Sumner wrote home: "It is with a pang unspeakable that I find myself thus arrested in the labors of life and in the duties of my position. This is harder to bear than the fire."
Four years elapsed before he regained his health; indeed his death finally resulted from the attack of Brooks. No sooner had he returned to the Senate than he made another great speech against slavery. The country was agitated by the coming presidential election. John Brown had captured, with a force of twenty-two men, the United States arsenal at Harper's Ferry, with the fallacious hope of setting the slaves at liberty. He was of course overpowered, his sons killed at his side, as others of his sons had been on the Kansas battlefields, and he led out to execution, December 2, 1859, with a radiant face and an overflowing heart, because he knew that his death would arouse the nation to action.
Mr. Sumner spoke to an immense audience at Cooper Institute, urging the election of Abraham Lincoln. By this election, he said, "we shall save the Territories from the five-headed barbarism of slavery; we shall save the country and the age from that crying infamy, the slave-trade; we shall help save the Declaration of Independence, now dishonored and disowned in its essential, life-giving truth,—the equality of men.... A new order of things will begin; and our history will proceed on a grander scale, in harmony with those sublime principles in which it commenced. Let the knell sound!—
"'Ring out the old, ring in the new!
Ring out the false, ring in the true!
Ring out a slowly dying cause,
And ancient forms of party strife!
Ring in the nobler modes of life,
With sweeter manners, purer laws.'"
A "new order of things" was indeed begun. South Carolina very soon seceded from the Union, and other southern States followed her example. Sumner now spoke and wrote constantly. He urged Massachusetts to be "firm, FIRM, FIRM! against every word or step of concession.... More than the loss of forts, arsenals, or the national capital, I fear the loss of our principles."
In 1861, Mr. Sumner was made chairman of the Committee on Foreign Relations. How different his position from that day, ten years before, when he stood almost alone in the Senate, a hated abolitionist!
When the war began, he saw with prophetic eye the necessity of emancipating the slaves. He urged it in his public speeches. When Lincoln hesitated and the country feared the result, he said to a vast assembly at Cooper Institute, "There has been the cry, 'On to Richmond!' and still another worse cry, 'On to England!' Better than either is the cry, 'On to freedom!'"

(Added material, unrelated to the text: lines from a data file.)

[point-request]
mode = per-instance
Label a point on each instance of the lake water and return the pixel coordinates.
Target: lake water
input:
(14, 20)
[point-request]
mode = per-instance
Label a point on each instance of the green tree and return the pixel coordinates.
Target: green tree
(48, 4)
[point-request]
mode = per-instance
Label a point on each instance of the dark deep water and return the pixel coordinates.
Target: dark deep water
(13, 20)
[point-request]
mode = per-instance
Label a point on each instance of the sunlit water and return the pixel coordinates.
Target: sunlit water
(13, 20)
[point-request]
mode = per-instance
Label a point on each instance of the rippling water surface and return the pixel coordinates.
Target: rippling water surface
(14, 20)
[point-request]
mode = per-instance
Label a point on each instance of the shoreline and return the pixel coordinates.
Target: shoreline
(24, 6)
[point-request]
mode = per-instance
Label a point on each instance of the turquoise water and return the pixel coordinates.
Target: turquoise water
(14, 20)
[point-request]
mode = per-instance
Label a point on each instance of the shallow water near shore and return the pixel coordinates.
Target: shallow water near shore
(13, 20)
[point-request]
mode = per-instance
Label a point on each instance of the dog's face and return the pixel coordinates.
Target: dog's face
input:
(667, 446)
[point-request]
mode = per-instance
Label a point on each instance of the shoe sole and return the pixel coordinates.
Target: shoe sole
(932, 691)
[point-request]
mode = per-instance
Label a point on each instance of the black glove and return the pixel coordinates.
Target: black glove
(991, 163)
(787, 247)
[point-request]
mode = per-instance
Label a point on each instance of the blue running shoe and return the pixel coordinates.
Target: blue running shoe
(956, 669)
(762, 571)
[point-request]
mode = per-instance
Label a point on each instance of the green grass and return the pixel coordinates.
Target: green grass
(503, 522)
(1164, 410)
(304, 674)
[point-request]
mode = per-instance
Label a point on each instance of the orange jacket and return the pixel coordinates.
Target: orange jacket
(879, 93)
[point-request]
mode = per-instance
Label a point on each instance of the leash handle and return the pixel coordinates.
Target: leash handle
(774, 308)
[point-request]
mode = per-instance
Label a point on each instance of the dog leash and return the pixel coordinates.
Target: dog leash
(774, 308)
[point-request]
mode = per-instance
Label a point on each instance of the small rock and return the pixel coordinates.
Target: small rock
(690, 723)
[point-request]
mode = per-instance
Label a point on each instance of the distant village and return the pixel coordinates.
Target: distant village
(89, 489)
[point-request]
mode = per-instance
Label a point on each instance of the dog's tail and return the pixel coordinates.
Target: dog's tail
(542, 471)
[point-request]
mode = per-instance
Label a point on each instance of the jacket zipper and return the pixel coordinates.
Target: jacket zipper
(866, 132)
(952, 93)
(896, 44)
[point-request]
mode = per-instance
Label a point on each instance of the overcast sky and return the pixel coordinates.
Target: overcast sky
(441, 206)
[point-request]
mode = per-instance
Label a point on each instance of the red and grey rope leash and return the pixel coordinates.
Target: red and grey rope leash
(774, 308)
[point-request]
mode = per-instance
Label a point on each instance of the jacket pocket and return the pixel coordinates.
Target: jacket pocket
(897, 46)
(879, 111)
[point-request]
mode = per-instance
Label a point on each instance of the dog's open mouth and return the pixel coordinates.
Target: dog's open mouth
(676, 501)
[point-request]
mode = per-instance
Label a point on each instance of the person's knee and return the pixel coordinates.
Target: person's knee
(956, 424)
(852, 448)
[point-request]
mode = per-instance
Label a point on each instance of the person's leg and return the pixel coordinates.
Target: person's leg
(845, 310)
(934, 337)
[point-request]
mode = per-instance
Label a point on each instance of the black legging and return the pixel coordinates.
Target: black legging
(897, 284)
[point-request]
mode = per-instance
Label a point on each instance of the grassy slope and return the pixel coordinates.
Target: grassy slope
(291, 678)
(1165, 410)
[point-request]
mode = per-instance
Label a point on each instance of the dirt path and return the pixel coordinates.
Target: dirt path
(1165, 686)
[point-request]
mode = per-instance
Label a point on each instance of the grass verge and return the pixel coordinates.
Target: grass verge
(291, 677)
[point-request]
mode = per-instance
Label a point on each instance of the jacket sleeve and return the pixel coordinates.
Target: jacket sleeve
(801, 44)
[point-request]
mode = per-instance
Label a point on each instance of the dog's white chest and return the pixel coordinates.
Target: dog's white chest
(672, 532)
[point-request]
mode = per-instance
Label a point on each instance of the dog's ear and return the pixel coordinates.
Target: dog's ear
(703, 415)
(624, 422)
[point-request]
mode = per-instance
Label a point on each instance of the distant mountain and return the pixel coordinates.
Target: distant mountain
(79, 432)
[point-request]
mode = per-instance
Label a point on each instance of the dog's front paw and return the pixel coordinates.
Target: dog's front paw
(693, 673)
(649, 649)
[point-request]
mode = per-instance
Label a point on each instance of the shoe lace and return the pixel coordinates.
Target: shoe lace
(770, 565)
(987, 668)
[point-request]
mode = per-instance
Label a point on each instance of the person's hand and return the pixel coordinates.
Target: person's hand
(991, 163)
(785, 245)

As the war went forward he was ever at his post, working for Henry Wilson's bill for the abolishing of slavery in the District of Columbia, for the recognition of the independence of Hayti and Liberia, for the final suppression of the coastwise trade in slaves, for the employment of colored troops in the army, and for a law that "no person shall be excluded from the cars on account of color," on various specified lines of railroad. He spoke words of encouragement constantly to the North, "This is no time to stop. Forward! Forward! Thus do I, who formerly pleaded so often for peace, now sound to arms; but it is because, in this terrible moment, there is no other way to that sincere and solid peace without which there will be endless war.... Now, at last, by the death of slavery, will the republic begin to live; for what is life without liberty?
"Stretching from ocean to ocean, teeming with population, bountiful in resources of all kinds, and thrice happy in universal enfranchisement, it will be more than conqueror, nothing too vast for its power, nothing too minute for its care."